摘要: | Objective The objective of this thesis is to investigate the factors influencing dental, skeletal, and soft tissue morphology changes following orthognathic surgery among individuals with skeletal Class III using a machine learning approach.
Material and methods This retrospective study was conducted in the Department of Orthodontics at Taipei Medical University Hospital, Taipei, Taiwan, involving lateral cephalometric radiographs of 58 skeletal Class III malocclusion patients who underwent orthognathic surgery.
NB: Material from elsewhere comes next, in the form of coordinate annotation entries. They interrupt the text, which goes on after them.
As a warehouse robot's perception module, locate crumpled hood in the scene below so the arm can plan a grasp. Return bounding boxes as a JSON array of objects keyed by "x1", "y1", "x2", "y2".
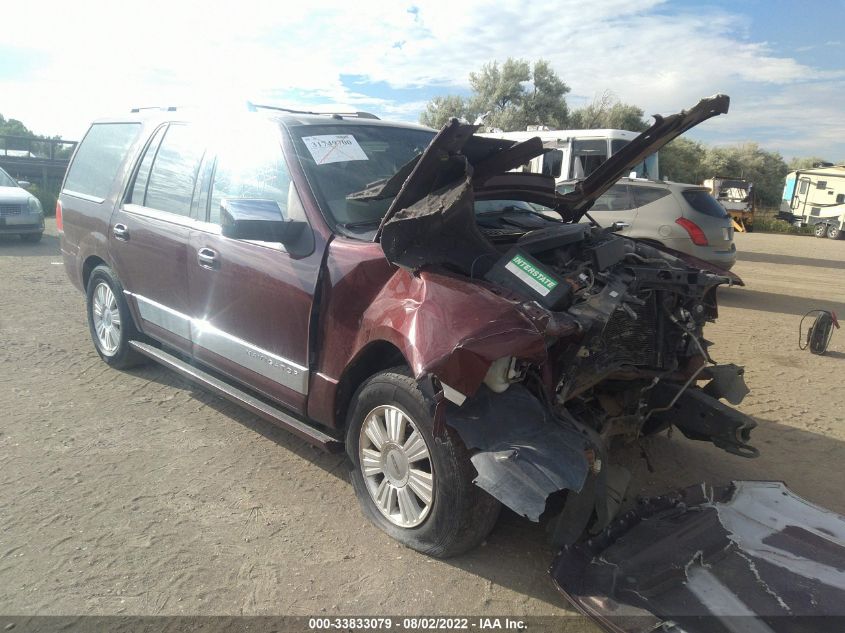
[{"x1": 372, "y1": 95, "x2": 730, "y2": 277}]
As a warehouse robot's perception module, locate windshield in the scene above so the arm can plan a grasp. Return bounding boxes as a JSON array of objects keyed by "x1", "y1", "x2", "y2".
[
  {"x1": 610, "y1": 139, "x2": 658, "y2": 180},
  {"x1": 291, "y1": 125, "x2": 434, "y2": 231},
  {"x1": 0, "y1": 169, "x2": 18, "y2": 187}
]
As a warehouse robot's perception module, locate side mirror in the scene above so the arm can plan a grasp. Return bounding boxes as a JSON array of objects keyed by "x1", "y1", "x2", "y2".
[{"x1": 220, "y1": 198, "x2": 308, "y2": 245}]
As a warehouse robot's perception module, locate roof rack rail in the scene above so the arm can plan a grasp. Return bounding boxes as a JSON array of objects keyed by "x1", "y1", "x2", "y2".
[
  {"x1": 130, "y1": 106, "x2": 176, "y2": 114},
  {"x1": 246, "y1": 101, "x2": 379, "y2": 120}
]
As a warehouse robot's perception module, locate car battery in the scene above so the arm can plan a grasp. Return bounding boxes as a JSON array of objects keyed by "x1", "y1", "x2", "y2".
[{"x1": 485, "y1": 248, "x2": 573, "y2": 310}]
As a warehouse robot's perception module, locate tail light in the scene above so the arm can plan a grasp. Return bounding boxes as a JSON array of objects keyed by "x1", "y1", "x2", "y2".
[{"x1": 675, "y1": 218, "x2": 707, "y2": 246}]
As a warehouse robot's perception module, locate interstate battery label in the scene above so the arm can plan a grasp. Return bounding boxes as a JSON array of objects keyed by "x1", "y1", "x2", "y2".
[{"x1": 505, "y1": 255, "x2": 558, "y2": 297}]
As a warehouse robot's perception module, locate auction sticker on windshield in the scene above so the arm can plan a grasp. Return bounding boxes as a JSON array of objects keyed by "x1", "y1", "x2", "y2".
[{"x1": 302, "y1": 134, "x2": 369, "y2": 165}]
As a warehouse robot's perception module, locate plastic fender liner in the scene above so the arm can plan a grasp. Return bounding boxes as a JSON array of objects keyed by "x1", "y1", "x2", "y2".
[
  {"x1": 446, "y1": 384, "x2": 592, "y2": 521},
  {"x1": 550, "y1": 481, "x2": 845, "y2": 633}
]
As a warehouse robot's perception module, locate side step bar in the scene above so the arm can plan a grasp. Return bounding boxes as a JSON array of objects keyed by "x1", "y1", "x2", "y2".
[{"x1": 129, "y1": 341, "x2": 343, "y2": 453}]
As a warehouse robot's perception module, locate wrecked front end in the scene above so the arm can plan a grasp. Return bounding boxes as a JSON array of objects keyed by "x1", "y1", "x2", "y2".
[{"x1": 370, "y1": 96, "x2": 756, "y2": 543}]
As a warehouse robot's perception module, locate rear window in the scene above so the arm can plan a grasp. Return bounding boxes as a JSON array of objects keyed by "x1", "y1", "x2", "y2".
[
  {"x1": 682, "y1": 189, "x2": 728, "y2": 218},
  {"x1": 64, "y1": 123, "x2": 141, "y2": 202}
]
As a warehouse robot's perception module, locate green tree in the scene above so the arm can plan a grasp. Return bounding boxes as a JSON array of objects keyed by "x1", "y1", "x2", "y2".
[
  {"x1": 420, "y1": 58, "x2": 569, "y2": 131},
  {"x1": 420, "y1": 95, "x2": 475, "y2": 130},
  {"x1": 659, "y1": 136, "x2": 707, "y2": 184},
  {"x1": 702, "y1": 143, "x2": 789, "y2": 207},
  {"x1": 569, "y1": 90, "x2": 648, "y2": 132}
]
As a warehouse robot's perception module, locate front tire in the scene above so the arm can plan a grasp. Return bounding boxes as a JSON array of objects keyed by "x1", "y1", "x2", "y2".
[
  {"x1": 346, "y1": 369, "x2": 501, "y2": 558},
  {"x1": 86, "y1": 266, "x2": 145, "y2": 369}
]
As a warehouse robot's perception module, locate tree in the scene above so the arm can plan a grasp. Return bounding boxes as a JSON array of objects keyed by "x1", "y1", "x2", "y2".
[
  {"x1": 659, "y1": 136, "x2": 707, "y2": 184},
  {"x1": 702, "y1": 143, "x2": 789, "y2": 206},
  {"x1": 420, "y1": 95, "x2": 475, "y2": 130},
  {"x1": 569, "y1": 90, "x2": 648, "y2": 132},
  {"x1": 420, "y1": 58, "x2": 569, "y2": 131}
]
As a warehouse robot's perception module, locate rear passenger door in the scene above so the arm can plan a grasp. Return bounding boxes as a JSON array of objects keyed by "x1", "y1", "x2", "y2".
[
  {"x1": 109, "y1": 123, "x2": 204, "y2": 352},
  {"x1": 188, "y1": 122, "x2": 324, "y2": 412}
]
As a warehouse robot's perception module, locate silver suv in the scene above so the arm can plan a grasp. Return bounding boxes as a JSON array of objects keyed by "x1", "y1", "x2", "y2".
[
  {"x1": 558, "y1": 178, "x2": 736, "y2": 270},
  {"x1": 0, "y1": 169, "x2": 44, "y2": 242}
]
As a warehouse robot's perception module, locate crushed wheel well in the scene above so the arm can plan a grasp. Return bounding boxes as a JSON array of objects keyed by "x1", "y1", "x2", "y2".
[{"x1": 335, "y1": 341, "x2": 408, "y2": 429}]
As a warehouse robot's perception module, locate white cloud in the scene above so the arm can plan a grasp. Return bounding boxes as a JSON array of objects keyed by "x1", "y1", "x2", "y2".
[{"x1": 0, "y1": 0, "x2": 845, "y2": 155}]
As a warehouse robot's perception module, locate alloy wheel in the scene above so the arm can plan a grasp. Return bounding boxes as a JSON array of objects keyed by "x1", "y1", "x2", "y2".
[
  {"x1": 91, "y1": 282, "x2": 121, "y2": 356},
  {"x1": 358, "y1": 405, "x2": 435, "y2": 528}
]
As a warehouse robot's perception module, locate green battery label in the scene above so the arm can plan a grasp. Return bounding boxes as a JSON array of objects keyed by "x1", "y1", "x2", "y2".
[{"x1": 505, "y1": 255, "x2": 558, "y2": 297}]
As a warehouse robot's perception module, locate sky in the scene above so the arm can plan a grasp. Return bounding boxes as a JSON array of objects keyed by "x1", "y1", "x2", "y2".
[{"x1": 0, "y1": 0, "x2": 845, "y2": 162}]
All samples, consisting of pre-treatment and post-treatment records, were obtained from the hospital patient database. All cephalograms were traced manually and verified by two orthodontists prior to anatomical landmark identification and measurement. The measurements were done using a web-based cephalometric measurement software and include dental, skeletal and soft tissue measurements. The measurements calculated the cephalometric values for pre-treatment (T0), post-treatment (T1), and the changes (T1-T0). Following this, the data were processed and analyzed using SPSS and machine learning to investigate the affecting factors, which are described in the feature of importance (FI).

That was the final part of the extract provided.